Can the significance of the transition be overlooked with the assumption that if you swim, bike and run fast enough you'll have what it takes to dominate your competition?

If you answered "yes" to this question you're probably right.  If you answered "no" than you are probably right, too.  The point being that "yes" swimming, biking and running faster than your competition can compensate for inefficient transitions but "no" you'll never achieve your fastest times until you learn to perfect your transition.  The marginal seconds that can be trimmed off each transition can have a significant impact on your overall finish time.

So, how can you improve your transition execution?  Here are 5 simple tips that will help you minimize the time you spend in transition:
1. Establish a Routine.  Determine the fastest sequence for you to change equipment and then focus on Tip #2.

2. Practice, Practice, Practice.  You probably spend hours on your bike, in the pool and pounding the pavement.  How much time do you spend each week transition training?  Plan small blocks of time (5-10mins) on a regular basis to practice your transition skills.  Organize your equipment as if it was a live transition sequence and then go through the motions of the inter-swim-bike and inter-bike-run transitions.  Use the routine you established (see Tip #1) and perfect it.

3. Arrive Early.  Get to the race site early enough to scope out the transition area.  Also, some smaller triathlons are first-come first-serve races that assign no specific transition area.  Get there first and you'll have your choice of transition real estate.

4. Understand the Transition Area.  Some transition areas are more complex than others.  Be sure to understand the layout and flow of the transition area so that there is no confusion concerning entry and exit routes.

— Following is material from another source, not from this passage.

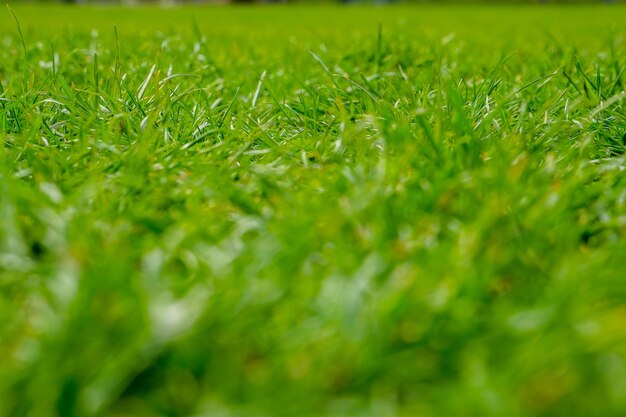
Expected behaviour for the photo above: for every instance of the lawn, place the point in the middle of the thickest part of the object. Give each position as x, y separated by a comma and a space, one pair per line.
312, 211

5. Organize your Transition Space.  Optimally organize your transition space by placing all equipment in easy to access positions in the sequence they are needed.  Eliminate digging through bags or fumbling through messy transition space to find equipment.

These 5 tips are brief examples of ways to improve your transition performance, but remember that the underlying premise is to be aware of the significance of the transition and actively seek to improve your transition efficiency.  Trim seconds or minutes off your overall time with a streamlined transition.